Guía deBelleza

Qué es un sérum y en qué se diferencia de una crema

Qué distingue a un sérum de una crema hidratante (vehículo, concentración de activos, absorción), si eso justifica su precio por mililitro, dónde va en la rutina y cuántos sérums tiene sentido usar a la vez.

Publicado 2026-08-05 · Actualizado 2026-08-05 · Por Equipo editorial

Un sérum es un producto de textura ligera y activos concentrados que se aplica después de limpiar y antes de la crema hidratante. Lo que lo separa de una crema no es que sea más potente, sino el vehículo: lleva pocos aceites y espesantes, así que se absorbe rápido, deja poco residuo y permite una proporción mayor de ingredientes activos. La crema, en cambio, aporta emolientes y sella lo que hay debajo. Por eso no se reemplazan entre sí: hacen trabajos distintos en la misma rutina. Esta guía explica la diferencia real sin el ruido de marketing que la rodea, responde la pregunta que casi siempre está detrás de la consulta (si el precio se justifica, con el costo por mililitro calculado sobre los sérums del catálogo), y aclara dónde va en la rutina y cuántos sérums conviene tener abiertos a la vez, que suele ser bastante menos de lo que la gente tiene.

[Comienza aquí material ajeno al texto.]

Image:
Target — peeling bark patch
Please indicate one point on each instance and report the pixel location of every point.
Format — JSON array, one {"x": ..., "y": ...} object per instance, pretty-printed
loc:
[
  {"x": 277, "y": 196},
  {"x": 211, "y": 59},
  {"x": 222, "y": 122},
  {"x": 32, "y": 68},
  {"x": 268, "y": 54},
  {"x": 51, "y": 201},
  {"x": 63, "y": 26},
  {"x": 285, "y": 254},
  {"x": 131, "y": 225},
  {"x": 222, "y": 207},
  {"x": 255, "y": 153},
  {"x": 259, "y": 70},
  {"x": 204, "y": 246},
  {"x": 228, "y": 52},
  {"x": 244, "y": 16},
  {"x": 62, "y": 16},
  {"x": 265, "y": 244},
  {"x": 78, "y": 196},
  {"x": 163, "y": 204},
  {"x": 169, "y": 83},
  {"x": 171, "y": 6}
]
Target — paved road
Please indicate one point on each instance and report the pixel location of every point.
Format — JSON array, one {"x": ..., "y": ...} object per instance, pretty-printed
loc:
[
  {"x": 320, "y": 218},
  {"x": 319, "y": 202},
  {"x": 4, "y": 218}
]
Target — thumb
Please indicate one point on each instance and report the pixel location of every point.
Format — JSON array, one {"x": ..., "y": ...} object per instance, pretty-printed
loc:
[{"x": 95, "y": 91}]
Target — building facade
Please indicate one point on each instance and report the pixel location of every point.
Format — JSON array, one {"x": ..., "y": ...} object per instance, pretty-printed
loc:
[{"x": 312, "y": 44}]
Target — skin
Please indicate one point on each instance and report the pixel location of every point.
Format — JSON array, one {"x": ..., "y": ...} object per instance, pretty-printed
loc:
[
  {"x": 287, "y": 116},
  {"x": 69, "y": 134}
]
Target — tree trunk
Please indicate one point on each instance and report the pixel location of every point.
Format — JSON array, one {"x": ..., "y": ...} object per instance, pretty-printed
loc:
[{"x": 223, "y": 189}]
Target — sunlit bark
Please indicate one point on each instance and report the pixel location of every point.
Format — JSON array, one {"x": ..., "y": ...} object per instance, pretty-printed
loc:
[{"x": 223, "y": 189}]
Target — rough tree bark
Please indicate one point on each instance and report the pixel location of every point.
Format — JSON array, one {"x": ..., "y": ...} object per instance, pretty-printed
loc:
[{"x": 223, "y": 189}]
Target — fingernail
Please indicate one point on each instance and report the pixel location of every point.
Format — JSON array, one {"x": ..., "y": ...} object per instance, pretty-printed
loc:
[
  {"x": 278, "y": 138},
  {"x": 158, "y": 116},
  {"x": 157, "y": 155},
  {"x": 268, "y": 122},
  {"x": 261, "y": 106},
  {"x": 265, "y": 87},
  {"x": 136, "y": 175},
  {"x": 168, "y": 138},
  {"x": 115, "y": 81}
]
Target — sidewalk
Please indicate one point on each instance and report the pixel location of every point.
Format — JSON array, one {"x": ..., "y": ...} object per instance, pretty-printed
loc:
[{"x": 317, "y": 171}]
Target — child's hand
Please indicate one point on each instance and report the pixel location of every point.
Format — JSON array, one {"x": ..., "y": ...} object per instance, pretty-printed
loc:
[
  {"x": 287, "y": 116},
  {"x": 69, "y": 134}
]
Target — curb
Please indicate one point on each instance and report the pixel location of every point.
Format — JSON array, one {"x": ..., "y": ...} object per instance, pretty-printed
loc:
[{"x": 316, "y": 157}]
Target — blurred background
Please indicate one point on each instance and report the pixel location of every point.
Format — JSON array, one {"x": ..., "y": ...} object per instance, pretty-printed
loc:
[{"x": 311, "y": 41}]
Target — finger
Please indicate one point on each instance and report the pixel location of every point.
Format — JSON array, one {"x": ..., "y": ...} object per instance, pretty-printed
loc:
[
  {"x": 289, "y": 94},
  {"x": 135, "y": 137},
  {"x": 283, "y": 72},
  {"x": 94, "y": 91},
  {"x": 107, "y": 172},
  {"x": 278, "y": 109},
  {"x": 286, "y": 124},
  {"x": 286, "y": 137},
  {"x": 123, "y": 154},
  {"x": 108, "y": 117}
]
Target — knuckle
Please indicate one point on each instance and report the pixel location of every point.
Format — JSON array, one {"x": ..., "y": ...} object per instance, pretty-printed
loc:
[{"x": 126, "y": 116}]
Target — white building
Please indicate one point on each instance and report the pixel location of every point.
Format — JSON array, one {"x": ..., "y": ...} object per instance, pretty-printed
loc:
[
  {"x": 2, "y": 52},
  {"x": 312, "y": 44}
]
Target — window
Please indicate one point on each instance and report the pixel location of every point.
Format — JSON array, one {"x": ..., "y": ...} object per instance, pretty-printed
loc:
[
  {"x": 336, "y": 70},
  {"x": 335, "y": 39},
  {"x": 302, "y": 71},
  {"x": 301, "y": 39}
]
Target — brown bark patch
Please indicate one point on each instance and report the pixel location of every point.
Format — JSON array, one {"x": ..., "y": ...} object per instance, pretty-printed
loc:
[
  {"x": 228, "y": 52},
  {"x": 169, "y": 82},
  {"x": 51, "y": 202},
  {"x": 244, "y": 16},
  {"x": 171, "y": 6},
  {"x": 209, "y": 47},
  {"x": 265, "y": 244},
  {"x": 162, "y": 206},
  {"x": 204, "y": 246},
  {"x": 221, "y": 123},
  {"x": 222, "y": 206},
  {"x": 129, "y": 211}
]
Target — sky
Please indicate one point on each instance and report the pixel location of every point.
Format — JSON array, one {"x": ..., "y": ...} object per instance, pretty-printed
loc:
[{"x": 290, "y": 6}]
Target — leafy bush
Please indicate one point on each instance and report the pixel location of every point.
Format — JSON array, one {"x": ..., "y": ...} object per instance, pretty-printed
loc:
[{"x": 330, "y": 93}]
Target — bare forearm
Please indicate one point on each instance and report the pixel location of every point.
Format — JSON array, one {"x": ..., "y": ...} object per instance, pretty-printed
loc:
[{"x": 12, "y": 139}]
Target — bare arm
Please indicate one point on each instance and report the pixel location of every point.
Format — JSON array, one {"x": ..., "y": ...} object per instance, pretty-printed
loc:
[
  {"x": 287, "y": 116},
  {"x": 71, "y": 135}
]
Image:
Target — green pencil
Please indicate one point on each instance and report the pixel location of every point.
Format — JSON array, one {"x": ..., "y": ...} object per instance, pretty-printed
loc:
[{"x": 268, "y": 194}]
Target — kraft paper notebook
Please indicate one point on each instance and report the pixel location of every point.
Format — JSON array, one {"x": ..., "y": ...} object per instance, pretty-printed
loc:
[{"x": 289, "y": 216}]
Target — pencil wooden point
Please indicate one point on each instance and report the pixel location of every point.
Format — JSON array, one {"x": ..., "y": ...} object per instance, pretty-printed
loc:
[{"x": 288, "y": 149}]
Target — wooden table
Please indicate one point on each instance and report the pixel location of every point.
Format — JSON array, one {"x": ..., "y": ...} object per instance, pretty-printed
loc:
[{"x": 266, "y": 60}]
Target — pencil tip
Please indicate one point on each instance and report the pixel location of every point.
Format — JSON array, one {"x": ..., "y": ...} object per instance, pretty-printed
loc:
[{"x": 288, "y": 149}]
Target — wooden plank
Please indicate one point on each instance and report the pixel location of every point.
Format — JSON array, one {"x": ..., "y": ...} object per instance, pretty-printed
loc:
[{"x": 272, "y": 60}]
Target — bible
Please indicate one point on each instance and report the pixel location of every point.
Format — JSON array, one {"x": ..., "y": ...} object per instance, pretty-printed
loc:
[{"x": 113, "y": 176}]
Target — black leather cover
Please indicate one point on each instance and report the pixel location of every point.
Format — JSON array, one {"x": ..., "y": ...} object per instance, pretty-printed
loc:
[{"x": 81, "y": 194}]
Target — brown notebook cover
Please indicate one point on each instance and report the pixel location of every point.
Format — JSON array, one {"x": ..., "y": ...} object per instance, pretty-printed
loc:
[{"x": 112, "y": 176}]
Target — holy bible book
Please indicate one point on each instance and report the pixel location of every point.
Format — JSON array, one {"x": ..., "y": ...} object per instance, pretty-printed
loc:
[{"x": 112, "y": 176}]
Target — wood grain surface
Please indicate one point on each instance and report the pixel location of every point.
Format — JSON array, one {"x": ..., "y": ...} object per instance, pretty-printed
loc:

Qué separa de verdad a un sérum de una crema

La diferencia estructural está en el vehículo, que es la parte de la fórmula que transporta a los activos. Un sérum es mayoritariamente acuoso o de siliconas ligeras, con poco o nada de aceite y con muy pocos espesantes. Una crema hidratante suma emolientes, oclusivos y espesantes que forman una película sobre la piel. Esa película es exactamente lo que hace que una crema selle y que un sérum no lo haga.

De ahí se desprende la segunda diferencia: al no gastar espacio de fórmula en emolientes, un sérum puede dedicar una proporción mayor a los ingredientes activos. Por eso se le atribuye potencia, aunque el término correcto sea concentración. Y por eso también se aplica primero: si pones el sérum encima de una crema, le estás pidiendo que atraviese la película que la crema acaba de formar.

La tercera diferencia es la que más se exagera. Se repite mucho que un sérum penetra más profundo porque sus moléculas son más pequeñas. El tamaño molecular sí importa para ciertos ingredientes concretos, el ácido hialurónico es el ejemplo típico porque se formula en pesos moleculares distintos, pero no es lo que separa a un sérum de una crema. Lo que los separa es el vehículo y la concentración. Y conviene decirlo completo: la barrera de la piel está diseñada justamente para no dejar pasar cosas, así que ningún cosmético de venta libre atraviesa a voluntad. Trabaja donde puede trabajar, que son las capas superficiales.

Cuarta diferencia, práctica: el sérum se dosifica en gotas y la crema en cantidad. Dos o tres gotas cubren el rostro completo. Aplicar más no acelera nada, solo vacía el frasco antes.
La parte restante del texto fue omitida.